When I was eight, I would write down my prayers on a little piece of paper and stick them in a potted plant. I imagined that that the things I prayed for would spout up through the dirt and come true. I was born Hindu, but my parents were laissez-faire card-carrying members of the faith and I remember getting very few answers to my big-picture questions. To them religion was about strict tradition and rituals, not philosophy. I practiced my made-up religious ritual until I was twelve and my family moved homes. I left the plant and religion mostly behind.

For 14 years I was an arm-chair atheist. I would quote Karl Marx’s, “religion is the opiate of the masses” in debates and dog-eared books by Dawkins. But in any crisis, before a test, during a break up, I would recite Hindu mantras under my breath and listen to bhajans. At 26, and in the middle of a meltdown I set up a Hindu shrine. My uncle gave me an ornately framed painting of the goddess Lakshmi, and Lords Murugan and Ganesh, the elephant god and my mother taught me the prayer rituals.

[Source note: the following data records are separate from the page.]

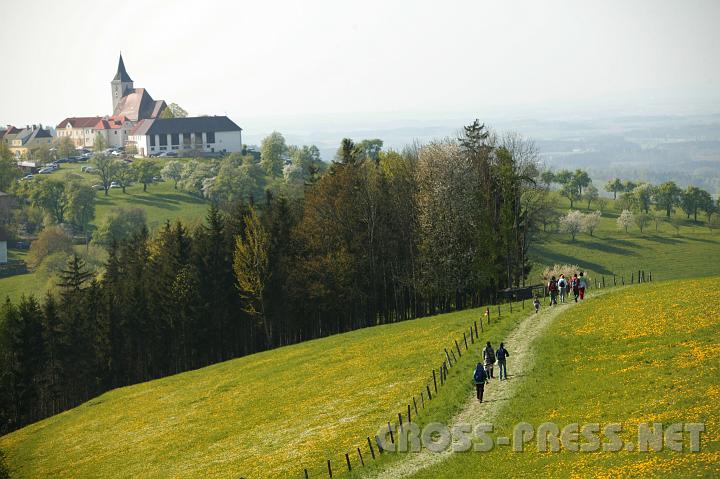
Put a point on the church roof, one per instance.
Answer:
(136, 105)
(80, 122)
(164, 126)
(121, 73)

Traditionally, religious shrines are built in a dedicated room in the house. However, in the western architecture style of 2-bedrooms and one-and half bath, the shrines are housed on the second top shelf of the linen closet and attended to every morning. Hindus believe that the living presence of the deity has been ritually infused in the painted image and this helps the user establish a closer connection with god.

Similar to the rituals, the art of making Hindu icons and images is methodically spelt out in canonical Hindu texts. The Shilpa Shastras, similar to a brand style manual, outline the shape, posture, gestures, dimensions, material and processes of creating the image of a deity.  Before Josef Müller-Brockmann pioneered his grid system, Hindu seers had created their own version. Every anatomical feature and posture, from the length of a fingernail to the curve of an eyebrow was measured in the unit of “tala” and arranged in elaborate gridded images.  Each deity also has a list of hand gestures, poses and objects that the artist can include in the painting or sculpture.

However, the exacting nature of Hindu worship made me nervous. I would worry that I wasn’t attending to the gods properly. I gave them filtered water. Never tap. I would prepare platters of fresh fruit weekly, even though this is generally only done on special occasions. And I worried constantly that the linen closet was too close to the bathroom. Instead of devotion, I focused on the aesthetic. The big picture of finding peace got lost in the details.

I put the gods away during a recent renovation and with their presence muted; I remembered my plant on the window-sill and the artless philosophy I practiced; prayers could come true simply by being nurtured and given the time to grow. They don't need big dramatic gestures.